It could be all of those things.

It is probably all of those things.

It used to be easier to choose my battles. There were only three a week. I picked one. Now there are fifty a day and they cascade with very dark dependency and I don’t know if this hour’s ‘clean up your own spilled milk’ will affect ‘a quick pee before we leave for the park please’. Should I push it? Do I care enough? Will I have had enough sleep tomorrow to fight the ‘clean up your own spilled milk’ battle, or should I do it now because I’m going to be up late tonight and tomorrow it will be a far more bloody battle.

The battle is a series of fights. The war is parenthood.

No! Parenthood is not a war. War is real. War is terrible. Parenthood is long, intense, sometimes very fun, sometimes very not fun. A bad day at the beach is not armed conflict storming that beach.

New analogy!

Parenthood is a day at the beach. Sometimes there is duck shit everywhere. Sometimes it’s sunny and you get to swim. Sometimes you get sand in your drawers and it itches for a week. Sometimes the clouds roll in and suddenly you are very, very cold.

Parenthood is weather.

The forecast calls for sun and yet it pisses rain for a month. Every day, you examine the forecast closely. Every day, you stare at the sky and get rain in your eyes. Every day, you put your boots on and your same old smelly rain coat and you go out and you say, well, at least it’s warm. At least it’s not windy. At least we didn’t plan to go to the beach today.

I am approaching parenting the way I always have, with a reasoned approach, a few rules, plenty of discussion, and a boatload of hugs at the ready, but my advances are more often rejected in favour of being screamed at. He likes to scream at me. I thought the other day, “but, *I* haven’t yelled in weeks! It’s not me making him do this!” I really felt like it had to be me, like I had to be the one who was making him be who he is.

There is the secret. I am not making him be who he is. I never was. He was always him, with a fine shellac of me coating him. He is busting out of that shellac. He is him. Clean of metaphor, free of analogy. He is mad as hell and he isn’t going to take it anymore. If I could just get it, already. If I would just listen, he could stop screaming.
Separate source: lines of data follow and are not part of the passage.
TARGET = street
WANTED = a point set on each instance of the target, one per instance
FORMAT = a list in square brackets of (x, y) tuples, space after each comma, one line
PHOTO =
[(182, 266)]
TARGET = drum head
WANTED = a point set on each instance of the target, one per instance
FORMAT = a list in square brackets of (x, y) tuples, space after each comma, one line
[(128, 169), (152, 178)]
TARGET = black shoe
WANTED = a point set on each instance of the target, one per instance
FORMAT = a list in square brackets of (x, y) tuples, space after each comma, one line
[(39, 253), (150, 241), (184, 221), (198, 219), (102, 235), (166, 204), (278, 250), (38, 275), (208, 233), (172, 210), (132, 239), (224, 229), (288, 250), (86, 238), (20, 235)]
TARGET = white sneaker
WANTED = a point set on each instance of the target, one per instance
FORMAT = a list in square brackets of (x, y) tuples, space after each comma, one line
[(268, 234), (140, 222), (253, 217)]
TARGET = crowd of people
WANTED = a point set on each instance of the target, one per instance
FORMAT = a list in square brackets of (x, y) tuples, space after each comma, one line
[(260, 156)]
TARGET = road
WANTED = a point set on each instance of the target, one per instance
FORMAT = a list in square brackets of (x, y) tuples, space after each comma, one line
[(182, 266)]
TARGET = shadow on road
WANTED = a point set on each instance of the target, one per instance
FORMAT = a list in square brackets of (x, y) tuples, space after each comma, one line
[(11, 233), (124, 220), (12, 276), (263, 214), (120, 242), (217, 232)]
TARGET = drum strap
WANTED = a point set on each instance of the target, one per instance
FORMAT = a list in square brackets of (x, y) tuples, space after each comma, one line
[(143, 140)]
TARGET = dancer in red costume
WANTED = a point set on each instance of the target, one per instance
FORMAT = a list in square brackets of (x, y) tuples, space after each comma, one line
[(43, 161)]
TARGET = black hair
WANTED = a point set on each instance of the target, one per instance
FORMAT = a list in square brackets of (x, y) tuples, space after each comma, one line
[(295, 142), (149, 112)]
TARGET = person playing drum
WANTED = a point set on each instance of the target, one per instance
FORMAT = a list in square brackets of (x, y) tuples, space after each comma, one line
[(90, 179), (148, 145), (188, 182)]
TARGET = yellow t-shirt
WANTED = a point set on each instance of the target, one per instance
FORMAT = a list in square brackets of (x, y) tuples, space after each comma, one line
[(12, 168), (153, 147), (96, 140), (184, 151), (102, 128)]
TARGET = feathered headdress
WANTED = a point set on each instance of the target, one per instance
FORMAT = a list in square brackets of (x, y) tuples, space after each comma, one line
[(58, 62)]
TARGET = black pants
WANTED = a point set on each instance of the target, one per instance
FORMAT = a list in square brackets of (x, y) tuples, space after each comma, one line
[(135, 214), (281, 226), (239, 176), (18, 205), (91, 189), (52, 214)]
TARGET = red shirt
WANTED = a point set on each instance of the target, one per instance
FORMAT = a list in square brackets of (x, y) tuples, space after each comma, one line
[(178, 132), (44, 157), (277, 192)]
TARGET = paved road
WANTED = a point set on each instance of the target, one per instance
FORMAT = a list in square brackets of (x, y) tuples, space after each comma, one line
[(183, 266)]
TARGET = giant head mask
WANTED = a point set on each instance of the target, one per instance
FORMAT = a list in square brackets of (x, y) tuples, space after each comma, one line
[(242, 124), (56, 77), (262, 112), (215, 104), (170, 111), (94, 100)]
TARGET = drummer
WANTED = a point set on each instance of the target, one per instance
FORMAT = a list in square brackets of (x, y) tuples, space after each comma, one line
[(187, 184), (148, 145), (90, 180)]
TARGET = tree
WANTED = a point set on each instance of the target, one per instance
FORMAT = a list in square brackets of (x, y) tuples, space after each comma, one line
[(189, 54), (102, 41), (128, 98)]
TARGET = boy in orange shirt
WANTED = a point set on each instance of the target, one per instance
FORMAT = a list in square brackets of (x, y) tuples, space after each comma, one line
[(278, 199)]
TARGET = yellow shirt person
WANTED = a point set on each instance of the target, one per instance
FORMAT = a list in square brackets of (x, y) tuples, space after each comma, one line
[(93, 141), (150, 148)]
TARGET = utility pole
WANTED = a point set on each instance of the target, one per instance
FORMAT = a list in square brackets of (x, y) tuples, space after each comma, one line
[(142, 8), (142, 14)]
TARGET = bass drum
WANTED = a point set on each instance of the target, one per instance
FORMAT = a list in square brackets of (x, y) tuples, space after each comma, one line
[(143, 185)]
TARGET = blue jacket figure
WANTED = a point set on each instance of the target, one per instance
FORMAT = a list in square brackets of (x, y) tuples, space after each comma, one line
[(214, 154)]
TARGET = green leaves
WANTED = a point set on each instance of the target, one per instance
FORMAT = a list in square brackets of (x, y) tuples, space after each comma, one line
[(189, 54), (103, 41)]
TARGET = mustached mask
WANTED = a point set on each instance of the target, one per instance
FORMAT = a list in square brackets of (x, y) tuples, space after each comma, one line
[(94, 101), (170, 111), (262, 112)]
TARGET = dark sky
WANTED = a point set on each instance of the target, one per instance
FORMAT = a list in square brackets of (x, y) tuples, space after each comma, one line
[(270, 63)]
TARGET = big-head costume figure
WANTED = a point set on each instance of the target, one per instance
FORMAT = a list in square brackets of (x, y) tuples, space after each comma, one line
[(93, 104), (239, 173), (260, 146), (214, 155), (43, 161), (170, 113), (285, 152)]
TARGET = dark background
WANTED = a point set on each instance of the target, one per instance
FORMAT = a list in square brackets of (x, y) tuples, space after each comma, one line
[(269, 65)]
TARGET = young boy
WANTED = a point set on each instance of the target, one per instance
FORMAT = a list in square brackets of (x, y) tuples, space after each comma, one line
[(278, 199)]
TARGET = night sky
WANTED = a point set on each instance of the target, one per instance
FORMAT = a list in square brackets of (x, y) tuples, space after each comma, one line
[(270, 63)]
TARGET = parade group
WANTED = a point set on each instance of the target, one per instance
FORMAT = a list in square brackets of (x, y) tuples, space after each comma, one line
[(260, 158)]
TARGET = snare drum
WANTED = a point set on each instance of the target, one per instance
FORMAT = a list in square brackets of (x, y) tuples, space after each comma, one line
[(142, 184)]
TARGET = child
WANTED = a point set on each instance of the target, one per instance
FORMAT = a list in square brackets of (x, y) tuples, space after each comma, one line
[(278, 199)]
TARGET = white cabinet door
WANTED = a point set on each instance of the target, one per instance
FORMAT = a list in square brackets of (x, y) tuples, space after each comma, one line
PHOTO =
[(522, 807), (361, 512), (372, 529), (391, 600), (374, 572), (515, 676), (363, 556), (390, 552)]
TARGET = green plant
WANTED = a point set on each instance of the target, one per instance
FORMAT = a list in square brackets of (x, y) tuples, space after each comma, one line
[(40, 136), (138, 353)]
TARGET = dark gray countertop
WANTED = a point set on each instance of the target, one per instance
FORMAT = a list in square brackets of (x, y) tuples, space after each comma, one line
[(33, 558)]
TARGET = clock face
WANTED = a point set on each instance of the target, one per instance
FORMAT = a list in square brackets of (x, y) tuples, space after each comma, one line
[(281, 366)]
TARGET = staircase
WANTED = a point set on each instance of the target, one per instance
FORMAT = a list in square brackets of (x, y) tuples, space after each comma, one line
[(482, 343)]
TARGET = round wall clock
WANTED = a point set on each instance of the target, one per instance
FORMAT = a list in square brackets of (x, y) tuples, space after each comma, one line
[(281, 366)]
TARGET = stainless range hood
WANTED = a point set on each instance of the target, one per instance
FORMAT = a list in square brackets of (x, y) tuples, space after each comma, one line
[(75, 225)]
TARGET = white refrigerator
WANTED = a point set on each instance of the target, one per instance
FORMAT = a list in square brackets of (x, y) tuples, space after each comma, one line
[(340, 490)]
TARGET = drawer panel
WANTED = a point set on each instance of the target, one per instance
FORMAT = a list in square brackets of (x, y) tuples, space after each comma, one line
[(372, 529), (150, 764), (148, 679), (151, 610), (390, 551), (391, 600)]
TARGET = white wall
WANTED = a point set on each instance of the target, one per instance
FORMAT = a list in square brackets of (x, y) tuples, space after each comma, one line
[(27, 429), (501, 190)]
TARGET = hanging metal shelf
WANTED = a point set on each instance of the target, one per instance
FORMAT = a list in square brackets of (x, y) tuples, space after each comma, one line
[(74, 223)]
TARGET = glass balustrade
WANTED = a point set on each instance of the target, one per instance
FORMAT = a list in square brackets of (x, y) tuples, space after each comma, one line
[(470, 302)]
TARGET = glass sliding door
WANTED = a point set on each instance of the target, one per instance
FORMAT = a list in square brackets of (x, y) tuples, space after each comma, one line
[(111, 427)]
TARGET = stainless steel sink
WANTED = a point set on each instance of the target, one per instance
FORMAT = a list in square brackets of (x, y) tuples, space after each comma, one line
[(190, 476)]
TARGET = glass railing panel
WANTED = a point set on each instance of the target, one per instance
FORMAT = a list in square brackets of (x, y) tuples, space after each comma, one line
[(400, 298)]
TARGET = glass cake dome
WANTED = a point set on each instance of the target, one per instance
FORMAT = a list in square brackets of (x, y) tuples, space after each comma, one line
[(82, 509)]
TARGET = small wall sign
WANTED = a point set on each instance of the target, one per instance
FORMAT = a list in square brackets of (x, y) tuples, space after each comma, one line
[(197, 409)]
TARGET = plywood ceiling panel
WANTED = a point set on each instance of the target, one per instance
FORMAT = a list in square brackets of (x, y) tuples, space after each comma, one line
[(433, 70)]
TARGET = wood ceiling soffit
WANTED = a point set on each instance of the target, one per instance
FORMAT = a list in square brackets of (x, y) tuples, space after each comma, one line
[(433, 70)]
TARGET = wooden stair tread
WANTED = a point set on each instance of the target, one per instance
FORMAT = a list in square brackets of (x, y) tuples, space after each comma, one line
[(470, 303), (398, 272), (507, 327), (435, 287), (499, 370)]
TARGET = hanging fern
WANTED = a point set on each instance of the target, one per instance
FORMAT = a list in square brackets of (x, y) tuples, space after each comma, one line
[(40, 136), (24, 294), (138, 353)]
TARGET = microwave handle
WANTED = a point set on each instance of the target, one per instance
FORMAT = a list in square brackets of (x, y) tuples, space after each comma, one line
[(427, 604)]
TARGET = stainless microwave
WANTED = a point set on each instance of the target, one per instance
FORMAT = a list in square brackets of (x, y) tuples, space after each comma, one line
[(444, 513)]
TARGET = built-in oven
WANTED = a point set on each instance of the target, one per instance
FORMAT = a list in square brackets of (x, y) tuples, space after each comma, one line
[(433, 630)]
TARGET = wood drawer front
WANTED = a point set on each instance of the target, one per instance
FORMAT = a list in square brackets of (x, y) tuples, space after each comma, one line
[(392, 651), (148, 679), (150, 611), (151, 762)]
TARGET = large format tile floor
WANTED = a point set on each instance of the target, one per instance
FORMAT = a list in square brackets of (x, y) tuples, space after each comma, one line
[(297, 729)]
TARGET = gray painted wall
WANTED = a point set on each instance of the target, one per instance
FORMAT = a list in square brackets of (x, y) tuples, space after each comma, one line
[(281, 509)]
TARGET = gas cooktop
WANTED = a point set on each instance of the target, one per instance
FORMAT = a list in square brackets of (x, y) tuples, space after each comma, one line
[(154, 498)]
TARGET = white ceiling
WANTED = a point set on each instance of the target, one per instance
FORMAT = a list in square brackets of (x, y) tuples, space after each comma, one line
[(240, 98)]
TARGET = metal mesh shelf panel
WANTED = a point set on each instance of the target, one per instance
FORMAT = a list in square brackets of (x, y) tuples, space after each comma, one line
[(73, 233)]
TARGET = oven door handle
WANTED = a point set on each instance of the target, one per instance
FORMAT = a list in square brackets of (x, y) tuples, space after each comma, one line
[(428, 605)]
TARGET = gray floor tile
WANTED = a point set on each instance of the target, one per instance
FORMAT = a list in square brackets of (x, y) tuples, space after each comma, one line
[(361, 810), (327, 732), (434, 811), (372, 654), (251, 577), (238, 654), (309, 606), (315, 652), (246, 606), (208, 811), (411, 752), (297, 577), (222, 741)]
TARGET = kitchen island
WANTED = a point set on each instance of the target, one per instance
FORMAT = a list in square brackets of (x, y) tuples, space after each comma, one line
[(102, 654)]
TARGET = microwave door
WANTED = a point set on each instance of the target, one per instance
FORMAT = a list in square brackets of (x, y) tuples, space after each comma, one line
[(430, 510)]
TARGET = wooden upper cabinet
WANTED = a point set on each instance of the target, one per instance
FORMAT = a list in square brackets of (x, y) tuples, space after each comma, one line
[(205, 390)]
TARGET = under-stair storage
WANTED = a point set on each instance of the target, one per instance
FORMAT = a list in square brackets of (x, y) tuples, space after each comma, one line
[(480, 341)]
(but it’s still not cool to scream at your mother)

(I mean, I respect your autonomy and all)


I always write some variation of this post whenever one of my kids is about to bust out into a fully-rehearsed version of Guys and Dolls the Musical. But I never know I’m going to write this post when I start it. I always just start out thinking my kid is unbelievably annoying and at the end realize it’s growth.

The growing pains are for good. I know. It’s darkest before the dawn. I know. I can see clearly now the rain is gone. Etc.

But I still need to shake off his growing-angst, because it’s contagious. I will channel the energy into something else. Like, um, marathons? Or — hot yoga! I will turn on my fireplace and do yoga until the sun comes out.